An article published in “The Astrophysical Journal” reports the discovery of a very young and massive star, cataloged as X3a, in an environment in which it shouldn’t exist, as it orbits Sagittarius A*, or simply Sgr A*, the supermassive black hole at the center of the Milky Way. A team of researchers led by Florian Peißker of the Institute of Astrophysics at the University of Cologne, Germany, used several instruments to locate X3a.
According to the researchers, the star must have formed in a cloud farther from Sagittarius A* and then been attracted by it. This suggests a model of star formation near an environment where conditions seem impossible.
The extremely powerful gravity of a supermassive black hole is only the most obvious of the reasons why star formation seems impossible in its proximity. Actually, further interference comes from electromagnetic emissions from that area. The ongoing processes generate X-rays and ultraviolet rays that prevent clouds of gas orbiting a supermassive black hole from clumping together and starting the formation of stars. For this reason, the discovery of the star X3a, using infrared observations conducted with various instruments mounted on ESO’s VLT, the New Technology Telescope (NTT), NIRCAM2 and OSIRIS at the Keck Observatory, and radio waves with the ALMA radio telescope, was surprising.
Actually, young stars close to Sagittarius A* were already discovered in the past and astronomers haven’t found an explanation for their formation. They called it the paradox of youth because old stars can form elsewhere and then approach the supermassive black hole while young stars shouldn’t be in that area. X3a has a mass about ten times the Sun’s and its discovery could lead to the solution to the mystery.
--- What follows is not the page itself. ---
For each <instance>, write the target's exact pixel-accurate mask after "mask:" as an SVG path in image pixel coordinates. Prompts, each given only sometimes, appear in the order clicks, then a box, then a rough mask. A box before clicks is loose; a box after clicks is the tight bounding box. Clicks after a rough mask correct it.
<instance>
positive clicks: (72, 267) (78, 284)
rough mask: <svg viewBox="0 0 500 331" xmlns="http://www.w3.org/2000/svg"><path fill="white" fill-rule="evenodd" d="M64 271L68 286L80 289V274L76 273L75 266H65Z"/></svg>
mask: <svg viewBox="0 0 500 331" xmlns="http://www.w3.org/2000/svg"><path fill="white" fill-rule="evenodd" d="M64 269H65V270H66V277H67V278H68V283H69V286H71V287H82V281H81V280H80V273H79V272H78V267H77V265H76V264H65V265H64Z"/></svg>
The study by Florian Peißker’s team shows that a few light-years from Sagittarius A* there’s an area where the conditions for star formation exist. A ring of gas and dust around the supermassive black hole is cool enough and protected from the most energetic emissions that would interfere with star formation. Clouds containing enough gas to form many massive stars can form in that area and move towards Sagittarius A* due to collisions between them and scattering, which remove the angular momentum.
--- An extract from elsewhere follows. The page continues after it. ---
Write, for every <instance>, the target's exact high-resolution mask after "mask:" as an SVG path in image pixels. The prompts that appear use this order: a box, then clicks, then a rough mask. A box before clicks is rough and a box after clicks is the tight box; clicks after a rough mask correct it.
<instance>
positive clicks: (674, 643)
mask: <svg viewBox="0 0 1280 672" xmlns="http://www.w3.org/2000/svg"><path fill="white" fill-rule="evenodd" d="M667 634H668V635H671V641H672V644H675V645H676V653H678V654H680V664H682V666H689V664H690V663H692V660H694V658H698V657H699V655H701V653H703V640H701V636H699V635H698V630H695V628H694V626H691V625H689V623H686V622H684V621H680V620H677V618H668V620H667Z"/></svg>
According to the researchers, the high mass of the star X3a may also be due to the formation of very hot lumps in its vicinity that were attracted during its formation. However, those lumps could only have been swallowed by an object that was already massive, not cause its birth.
In the researchers’ scenario, a cloud with a mass about 100 times the Sun’s formed in the ring around Sagittarius A* and then collapsed under its star’s gravity into one or more protostars. The so-called fall time is more or less equal to the age of the star X3a.
This scenario needs to be verified, so new observations are needed, possibly with instruments such as the James Webb Space Telescope and in the future, with the ELT. If the hypothesis offered by the researchers is correct, rings of gas and dust are also present around supermassive black holes at the center of other galaxies. This means that the attempts to find young, massive stars in those areas will have different targets to understand if this star formation model is valid.